I think this is entirely arguable. Look at how lego lines dictate what their gender ratios are in respect to their marketing; Nexo knights has a 4:1 M/F ratio whereas Elves boasts an inversion. The former and latter are both marketed as gender specific lines. You can't tell me there isn't a correlation there.
To be clear, I'm not claiming that it's the only reason, but think it's foolish to dismiss it as not being a factor.
Of course not, and I'll concede this point; it was poorly conceived and expressed. Most of my reasoning was backed by anecdote and I suppose more legitimate research could be done on the topic.
HOWEVER, a point I neglected to make is that it's not just the child who purchases the media and toys that introduce them to the line. Perhaps little Jane likes the look of the Bionicle sets she sees at the toy store, but buying this building set with a bunch of robot guys may not pass through grandma's mind when she's making her Christmas orders. There are more factors, which is why historically Lego has marketed their lines with target groups, but in my opinion this looks awfully like self-limitation. Many children might actually thoroughly enjoy toys intended for the other gender if they were actually given a chance to play with them and supported by their elders and peers in doing so. I think that perhaps bionicle might be one such case if handled correctly. And having more female characters in the main cast might help keep consumers from simply dismissing the line as an option because it's a "boys toy", perhaps only just for the sake of a double take.

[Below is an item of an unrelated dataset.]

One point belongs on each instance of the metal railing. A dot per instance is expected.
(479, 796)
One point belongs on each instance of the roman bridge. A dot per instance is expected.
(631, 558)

I understand that this is arguably moot because most consumers don't associate action robots with girls' toys to start with, but once again marketing could help that mindset change. And isn't Bionicle having an awfully narrow audience the main reason we assume it failed, why we're moving from constraction to system? Suppose there's any way to broaden that, even one this minor, isn't that our prerogative to take?
But they aren't the Toa Mata. They're redeveloped characters based on certain traits of the Toa Mata.
And reboot characters are more than just the old characters "In name only"? They aren't part of the same continuity, they don't live in the same universe... But they are based on the same ideas. Gender doesn't necessarily play a significant role in that.
Lewa could still be that adventurous Toa of air that gets in over their head in trouble and happen to be female in this iteration.
Sorry if I didn't touch on something, you two threw a lot at me there. If I missed anything, be certain to let me know.